US special operations analysts were collecting intelligence on the Doctors Without Borders (MSF) hospital in Kunduz, Afghanistan in the days before the facility was shelled by the US Army.
American operatives thought the MSF facility was being used by a Pakistani agent allied with the Taliban, the Associated Press reported on Thursday.
“The special operations analysts had assembled a dossier that included maps with the hospital circled, along with indications that intelligence agencies were tracking the location of the Pakistani operative and activity reports based on overhead surveillance,” the AP stated.
It stressed that the special operations unit was aware that the facility it was targeting for surveillance was a “protected medical site.”
The AP based its report on “a former intelligence official familiar with the material.”
The revelation adds to, but does not fully confirm, doubts about the US military’s claims—that it was not targeting the MSF facility.
As the AP pointed out, on the same day that commander of US troops in Afghanistan Gen. John Campbell said in congressional testimony that “we would never intentionally target a protected military facility,” he also noted the presence of a special operations unit “in close vicinity that was talking to the aircraft that delivered those fires.”
The day before—two days after the Oct. 3 attack–Campbell had said US forces were targeting Taliban fighters, in response to an plea from their Afghan allies, and accused the fundamentalist militants of “purposefully placing civilians in harm’s way.” He still called the US attack a mistake.
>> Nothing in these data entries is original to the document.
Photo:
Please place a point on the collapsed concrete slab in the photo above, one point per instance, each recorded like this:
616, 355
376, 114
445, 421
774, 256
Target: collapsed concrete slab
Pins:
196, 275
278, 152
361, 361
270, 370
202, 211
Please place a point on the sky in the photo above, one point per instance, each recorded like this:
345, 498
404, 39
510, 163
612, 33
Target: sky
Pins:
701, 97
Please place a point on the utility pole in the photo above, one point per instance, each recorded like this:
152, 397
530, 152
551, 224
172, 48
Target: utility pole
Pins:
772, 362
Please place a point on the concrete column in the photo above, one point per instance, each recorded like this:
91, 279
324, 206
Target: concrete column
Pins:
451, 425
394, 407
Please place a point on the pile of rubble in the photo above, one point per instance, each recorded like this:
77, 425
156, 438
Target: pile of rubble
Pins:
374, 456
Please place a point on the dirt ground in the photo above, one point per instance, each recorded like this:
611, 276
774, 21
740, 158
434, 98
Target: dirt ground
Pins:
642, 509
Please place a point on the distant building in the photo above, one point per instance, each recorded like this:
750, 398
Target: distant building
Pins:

MSF representatives have described US and Afghan claims about the Taliban’s presence in the Kunduz facility as “an admission of a war crime.” The organization responded to the AP’s Thursday story by saying it suggests “the hospital was intentionally targeted.”
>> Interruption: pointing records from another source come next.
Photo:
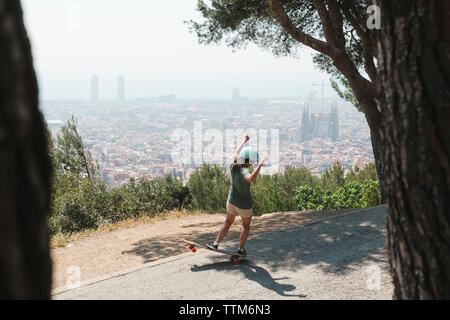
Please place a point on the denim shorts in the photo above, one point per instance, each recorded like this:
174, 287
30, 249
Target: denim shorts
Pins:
244, 213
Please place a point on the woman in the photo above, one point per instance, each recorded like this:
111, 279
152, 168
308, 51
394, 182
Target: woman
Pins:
239, 200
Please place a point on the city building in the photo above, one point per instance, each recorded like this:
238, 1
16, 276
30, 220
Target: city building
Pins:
94, 88
323, 125
121, 89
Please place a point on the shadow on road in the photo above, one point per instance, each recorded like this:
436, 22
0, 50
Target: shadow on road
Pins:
252, 273
333, 246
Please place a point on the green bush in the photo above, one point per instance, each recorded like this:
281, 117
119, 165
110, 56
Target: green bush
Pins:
355, 195
82, 203
208, 187
309, 198
371, 194
78, 208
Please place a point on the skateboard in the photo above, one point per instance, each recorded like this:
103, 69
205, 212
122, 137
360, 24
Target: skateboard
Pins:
191, 245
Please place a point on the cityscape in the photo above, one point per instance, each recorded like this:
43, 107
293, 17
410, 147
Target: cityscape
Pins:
131, 138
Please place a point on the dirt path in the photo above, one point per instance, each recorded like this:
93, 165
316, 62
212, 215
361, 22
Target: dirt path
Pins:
130, 247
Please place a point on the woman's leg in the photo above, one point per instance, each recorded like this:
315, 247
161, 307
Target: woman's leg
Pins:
225, 227
245, 231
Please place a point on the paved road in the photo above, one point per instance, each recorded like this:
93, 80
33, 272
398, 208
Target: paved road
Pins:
341, 258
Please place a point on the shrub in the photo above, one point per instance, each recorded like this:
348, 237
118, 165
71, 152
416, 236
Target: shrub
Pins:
209, 186
309, 198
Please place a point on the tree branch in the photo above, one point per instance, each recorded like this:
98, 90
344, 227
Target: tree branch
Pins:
296, 33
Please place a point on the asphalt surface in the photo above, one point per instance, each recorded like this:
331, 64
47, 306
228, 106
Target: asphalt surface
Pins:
340, 258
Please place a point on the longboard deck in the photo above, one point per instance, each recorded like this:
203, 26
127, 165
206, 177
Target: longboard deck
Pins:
233, 255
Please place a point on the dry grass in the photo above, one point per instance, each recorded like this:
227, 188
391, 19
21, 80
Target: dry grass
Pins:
62, 240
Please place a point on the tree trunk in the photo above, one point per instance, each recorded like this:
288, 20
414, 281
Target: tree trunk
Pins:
25, 168
373, 118
414, 63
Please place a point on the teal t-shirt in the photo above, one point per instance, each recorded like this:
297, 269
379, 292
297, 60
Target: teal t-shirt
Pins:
239, 194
“This would amount to a premeditated massacre,” MSF executive Meinie Nicolae told the wire service, reiterating calls for an independent investigation. Currently, the bombing is being probed by the Department of Defense, NATO, and the Afghan government.
President Obama has apologized to MSF for the attack, but not everyone in Washington appears to consider this to have been the right move.
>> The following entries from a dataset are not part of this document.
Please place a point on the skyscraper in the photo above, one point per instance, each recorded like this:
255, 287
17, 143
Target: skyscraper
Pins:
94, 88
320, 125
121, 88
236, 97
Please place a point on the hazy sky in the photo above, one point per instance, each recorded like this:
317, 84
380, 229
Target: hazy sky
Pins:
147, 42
“Is there anyone at root to blame for this incident other than the Taliban for going into a civilian area and fighting among civilian targets?” Sen. Tom Cotton (R-Ark.) asked Gen. Campbell a few days after the incident at the aforementioned congressional hearing, before the Senate Armed Services Committee. Campbell declined to answer.
Last summer, during Israel’s military campaign in the Gaza Strip, some State Department officials defended the Israeli government’s shelling of protected facilities by making statements similar to Cotton’s.
In response to a question that referenced an Israeli attack on a Palestinian hospital, Deputy Secretary of State Antony Blinken said Hamas “uses the Palestinian people as human shields, wrapping them around its weapons and strategic sites.”
In response to a query on mainstream reports casting doubt on Israeli claims about Palestinian militant rocket fire from hospitals, then-State Department deputy spokesperson Marie Harf said “generally speaking…we have evidence throughout many years of Hamas using hospitals and schools, ambulances, other civilian places to hide rockets, to hide fighters.”
Not all department representatives seemed as cavalier about making such blanket statements when asked about Israeli attacks on hospitals in Gaza. Then-Spokesperson Jen Psaki remarked in late July that medical facilities in Gaza “must be treated as inviolable and off-limits from military use and targeting by all sides.”